Launched in October 2014 in MOSAIC’s Burnaby and New Westminster offices, I Belong offered support groups, a community dialogue, and one-on-one mentorships to support newcomers and help them integrate into Canadian society.

“We realized that we just scratched the surface in terms of creating more awareness of their needs,” Tan says.

According to I Belong’s Participatory Recommendations Report, LGBT newcomers face many barriers: lack of adequate resources and supportive services; lack of training, education and mental health support; personal challenges such as language, loneliness and lack of a community to belong to; logistical issues such as housing and employment; lack of support facing racism, homophobia and colonialism, as well as lack of greater community awareness of the challenges they face.

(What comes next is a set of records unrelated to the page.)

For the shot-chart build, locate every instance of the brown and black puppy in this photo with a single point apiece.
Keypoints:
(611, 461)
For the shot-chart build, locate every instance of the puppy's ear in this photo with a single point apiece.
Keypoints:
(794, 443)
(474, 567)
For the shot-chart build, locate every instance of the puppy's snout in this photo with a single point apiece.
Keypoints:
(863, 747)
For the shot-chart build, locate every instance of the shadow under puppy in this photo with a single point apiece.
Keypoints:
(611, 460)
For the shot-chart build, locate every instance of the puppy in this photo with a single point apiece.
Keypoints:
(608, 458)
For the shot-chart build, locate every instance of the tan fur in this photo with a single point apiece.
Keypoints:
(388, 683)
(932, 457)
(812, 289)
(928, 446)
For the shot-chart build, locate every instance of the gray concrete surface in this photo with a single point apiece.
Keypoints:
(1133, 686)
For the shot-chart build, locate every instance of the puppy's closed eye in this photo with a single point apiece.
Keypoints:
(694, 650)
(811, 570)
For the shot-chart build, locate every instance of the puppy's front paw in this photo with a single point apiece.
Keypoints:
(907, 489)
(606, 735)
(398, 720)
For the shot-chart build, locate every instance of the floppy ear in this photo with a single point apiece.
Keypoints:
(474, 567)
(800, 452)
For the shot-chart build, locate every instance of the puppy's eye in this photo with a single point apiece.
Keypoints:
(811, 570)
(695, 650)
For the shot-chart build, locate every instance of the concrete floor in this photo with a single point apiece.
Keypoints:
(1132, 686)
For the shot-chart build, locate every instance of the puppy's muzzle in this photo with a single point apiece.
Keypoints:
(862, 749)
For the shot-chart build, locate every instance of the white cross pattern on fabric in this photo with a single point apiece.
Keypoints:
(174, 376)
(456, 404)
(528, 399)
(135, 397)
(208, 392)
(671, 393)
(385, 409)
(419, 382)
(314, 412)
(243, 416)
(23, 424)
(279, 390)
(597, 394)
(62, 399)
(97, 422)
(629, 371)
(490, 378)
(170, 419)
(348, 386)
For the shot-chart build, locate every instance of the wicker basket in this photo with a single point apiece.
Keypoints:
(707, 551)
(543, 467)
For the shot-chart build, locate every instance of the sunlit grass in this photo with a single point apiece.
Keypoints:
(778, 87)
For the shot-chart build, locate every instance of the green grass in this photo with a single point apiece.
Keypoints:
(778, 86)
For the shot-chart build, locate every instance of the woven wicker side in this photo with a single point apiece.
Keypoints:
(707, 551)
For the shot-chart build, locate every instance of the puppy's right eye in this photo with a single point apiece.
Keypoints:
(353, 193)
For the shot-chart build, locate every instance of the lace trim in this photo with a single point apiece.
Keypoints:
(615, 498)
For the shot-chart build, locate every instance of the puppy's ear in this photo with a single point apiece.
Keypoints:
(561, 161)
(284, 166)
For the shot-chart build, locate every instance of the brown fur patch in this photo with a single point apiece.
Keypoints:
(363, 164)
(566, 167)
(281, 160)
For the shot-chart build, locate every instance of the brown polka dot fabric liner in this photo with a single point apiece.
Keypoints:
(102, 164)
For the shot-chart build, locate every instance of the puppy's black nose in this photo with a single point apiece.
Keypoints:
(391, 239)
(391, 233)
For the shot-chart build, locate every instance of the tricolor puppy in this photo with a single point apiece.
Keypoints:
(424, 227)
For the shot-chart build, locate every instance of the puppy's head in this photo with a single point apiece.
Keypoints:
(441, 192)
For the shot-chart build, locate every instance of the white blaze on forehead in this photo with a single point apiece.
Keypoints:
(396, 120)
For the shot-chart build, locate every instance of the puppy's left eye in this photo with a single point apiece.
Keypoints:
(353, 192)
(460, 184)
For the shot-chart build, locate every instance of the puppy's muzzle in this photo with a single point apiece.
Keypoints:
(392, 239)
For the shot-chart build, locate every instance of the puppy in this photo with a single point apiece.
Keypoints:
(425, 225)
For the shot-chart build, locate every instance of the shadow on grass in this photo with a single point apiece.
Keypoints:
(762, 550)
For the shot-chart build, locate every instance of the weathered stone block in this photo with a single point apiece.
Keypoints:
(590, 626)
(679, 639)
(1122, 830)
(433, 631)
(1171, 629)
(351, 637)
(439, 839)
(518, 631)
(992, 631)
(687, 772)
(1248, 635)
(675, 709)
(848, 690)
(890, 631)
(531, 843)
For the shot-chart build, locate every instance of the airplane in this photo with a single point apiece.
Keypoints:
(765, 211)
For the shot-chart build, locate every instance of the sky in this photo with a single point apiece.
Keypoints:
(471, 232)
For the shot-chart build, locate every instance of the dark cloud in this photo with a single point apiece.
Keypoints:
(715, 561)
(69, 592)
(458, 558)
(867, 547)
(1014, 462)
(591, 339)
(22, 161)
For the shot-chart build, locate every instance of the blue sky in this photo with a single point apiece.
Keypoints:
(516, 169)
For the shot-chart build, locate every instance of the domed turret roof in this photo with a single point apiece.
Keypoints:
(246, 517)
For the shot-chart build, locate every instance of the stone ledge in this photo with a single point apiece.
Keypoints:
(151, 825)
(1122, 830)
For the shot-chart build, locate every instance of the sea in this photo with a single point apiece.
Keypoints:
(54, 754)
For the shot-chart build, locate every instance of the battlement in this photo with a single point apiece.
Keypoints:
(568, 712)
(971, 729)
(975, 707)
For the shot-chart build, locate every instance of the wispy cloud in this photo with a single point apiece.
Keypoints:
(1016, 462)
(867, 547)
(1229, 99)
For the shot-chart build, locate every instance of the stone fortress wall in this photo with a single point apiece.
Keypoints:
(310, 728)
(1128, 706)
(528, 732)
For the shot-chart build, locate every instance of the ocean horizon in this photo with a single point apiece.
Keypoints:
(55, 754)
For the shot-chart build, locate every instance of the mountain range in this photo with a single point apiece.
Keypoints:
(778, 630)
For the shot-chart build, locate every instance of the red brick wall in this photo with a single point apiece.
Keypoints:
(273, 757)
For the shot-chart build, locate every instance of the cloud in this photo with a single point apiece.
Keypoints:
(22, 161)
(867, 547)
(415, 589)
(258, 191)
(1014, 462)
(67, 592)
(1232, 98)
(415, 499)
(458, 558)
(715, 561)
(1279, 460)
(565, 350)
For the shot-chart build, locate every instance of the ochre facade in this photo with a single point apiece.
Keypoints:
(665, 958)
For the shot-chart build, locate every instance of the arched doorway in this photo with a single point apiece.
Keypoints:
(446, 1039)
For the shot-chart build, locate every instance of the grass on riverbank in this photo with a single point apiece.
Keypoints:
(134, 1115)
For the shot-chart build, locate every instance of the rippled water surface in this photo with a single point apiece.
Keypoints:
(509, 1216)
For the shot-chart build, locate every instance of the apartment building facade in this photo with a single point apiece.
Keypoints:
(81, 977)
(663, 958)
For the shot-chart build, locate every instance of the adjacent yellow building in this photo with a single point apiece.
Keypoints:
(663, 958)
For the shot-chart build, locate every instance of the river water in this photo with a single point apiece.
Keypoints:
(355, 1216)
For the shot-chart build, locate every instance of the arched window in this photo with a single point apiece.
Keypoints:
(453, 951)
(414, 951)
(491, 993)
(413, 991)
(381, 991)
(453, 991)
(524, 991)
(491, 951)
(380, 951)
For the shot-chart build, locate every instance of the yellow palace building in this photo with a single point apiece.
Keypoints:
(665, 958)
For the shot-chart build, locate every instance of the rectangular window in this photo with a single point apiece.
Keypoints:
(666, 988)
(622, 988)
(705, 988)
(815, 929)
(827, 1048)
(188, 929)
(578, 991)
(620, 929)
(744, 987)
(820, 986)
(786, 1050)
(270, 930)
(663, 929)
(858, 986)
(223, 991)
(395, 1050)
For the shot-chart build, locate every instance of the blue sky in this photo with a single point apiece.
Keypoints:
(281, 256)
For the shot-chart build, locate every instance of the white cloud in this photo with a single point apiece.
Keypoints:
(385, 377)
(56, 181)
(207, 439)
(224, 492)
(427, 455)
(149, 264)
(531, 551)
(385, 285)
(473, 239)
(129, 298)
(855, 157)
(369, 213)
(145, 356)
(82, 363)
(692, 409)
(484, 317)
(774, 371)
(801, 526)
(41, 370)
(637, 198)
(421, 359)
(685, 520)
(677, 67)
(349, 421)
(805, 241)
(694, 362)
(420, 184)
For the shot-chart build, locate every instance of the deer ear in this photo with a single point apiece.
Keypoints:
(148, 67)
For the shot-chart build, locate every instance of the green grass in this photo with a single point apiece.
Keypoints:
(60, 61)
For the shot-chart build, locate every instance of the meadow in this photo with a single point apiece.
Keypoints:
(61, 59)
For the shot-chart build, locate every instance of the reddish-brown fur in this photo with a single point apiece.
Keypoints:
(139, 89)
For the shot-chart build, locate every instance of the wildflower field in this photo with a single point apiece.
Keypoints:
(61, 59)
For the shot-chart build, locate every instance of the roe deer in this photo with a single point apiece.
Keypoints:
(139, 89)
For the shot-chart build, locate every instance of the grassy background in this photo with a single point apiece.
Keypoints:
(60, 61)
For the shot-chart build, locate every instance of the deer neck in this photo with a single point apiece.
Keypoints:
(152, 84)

The report calls on service providers to strategize for safe housing and employment for LGBT immigrants, and to make services and resources more accessible and friendly to them.

“Service providers are not ready to serve [LGBT newcomers],” Lee says, “because of lack of understanding and awareness.”

The report also recommends several changes to government policies, such as providing access to services for everyone, including refugees and non-status immigrants; allocating more funding to address the mental health issues faced by LGBT newcomers; and offering businesses and organizations support to benefit from LGBT newcomers’ talents.

The report also calls for the community to create a non-hierarchical space for new immigrants, while protecting their privacy and their right to self-determination.

“Nothing is more powerful than hearing from the newcomers themselves,” Tan says.

Karen George facilitates MOSAIC’s social mentoring program. She recalls working with a lesbian from Russia who wanted to meet someone who could answer her questions without judgement. “Because she was willing to talk about it, I managed to go more in-depth and understand what exactly she was looking for,” George says.

Since losing funding for I Belong, MOSAIC has absorbed some of the program’s services, such as the mentorship program, into its existing settlement services in hopes of continuing to support the unique needs of LGBT newcomers. The mentorship program relies on community volunteers and matches them temporarily with newcomers.

“We couldn’t do it on our own,” Tan explains. “We really needed a lot of champions in the community — people who themselves lived these experiences — because this is how you create a sense of safety and connectiveness.”

George says the three months the Russian lesbian spent with her mentor gave her a whole new perspective on life in Canada. “She was able to find a job, find an apartment. The mentorship gave her the confidence.”

Samir Modhwadia, a student at the University of British Columbia, volunteered with I Belong. “It’s not only feeling supported, but knowing that you can give support as well,” he says. “One thing that I found amazing is that during the support group meetings, someone would say that they are having difficulty with housing, and others would generously help.”

Lee says MOSAIC wants to move the project forward, despite a lack of funding. “Everyone is very much stretched, running a program without funding,” she says, “[but] this is not just a project; it’s something connected to our hearts.”

“I’m very proud of this project. It has been a huge learning experience,” Tan adds. “Despite the lack of funds, I think it’s good that we started this. The challenge now is how to sustain it beyond this pilot, how to keep the momentum going. I do believe we can, but not on our own.”